Eight Multistate Outbreaks of Human Salmonella Infections Linked to Live Poultry in Backyard Flocks
CDC, multiple states, and the U.S. Department of Agriculture’s Animal and Plant Health Inspection Service (USDA-APHIS) are investigating eight separate multistate outbreaks of human Salmonella infections linked to contact with live poultry in backyard flocks.
- In the eight outbreaks, 611 people infected with the outbreak strains of Salmonella were reported from 45 states.
- Illnesses started on dates ranging from January 4, 2016 to June 25, 2016.
- 138 ill people were hospitalized, and one death was reported.

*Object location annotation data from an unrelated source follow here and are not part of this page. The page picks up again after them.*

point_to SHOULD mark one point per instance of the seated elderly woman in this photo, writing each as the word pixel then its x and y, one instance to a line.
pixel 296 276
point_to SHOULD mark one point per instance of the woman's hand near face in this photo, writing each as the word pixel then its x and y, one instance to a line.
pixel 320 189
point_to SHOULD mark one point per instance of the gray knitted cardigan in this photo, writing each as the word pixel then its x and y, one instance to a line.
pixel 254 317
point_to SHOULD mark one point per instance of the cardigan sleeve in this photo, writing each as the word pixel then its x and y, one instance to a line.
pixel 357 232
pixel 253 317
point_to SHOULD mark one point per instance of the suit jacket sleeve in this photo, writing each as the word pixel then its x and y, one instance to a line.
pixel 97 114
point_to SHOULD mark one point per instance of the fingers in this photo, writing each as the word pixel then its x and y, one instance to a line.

Salmonella infection was not considered to be a cause of death.
- 195 (32%) ill people were children 5 years of age or younger.
Epidemiologic, trace back, and laboratory findings have linked the eight outbreaks to contact with live poultry such as chicks and ducklings sourced from multiple hatcheries. Regardless of where they were purchased, all live poultry can carry Salmonella bacteria, even if they look healthy and clean. These outbreaks are a reminder to follow steps to enjoy your backyard flock and keep your family healthy.
- Always wash hands thoroughly with soap and water right after touching live poultry or anything in the area where the birds live and roam.
- Do not let live poultry inside the house.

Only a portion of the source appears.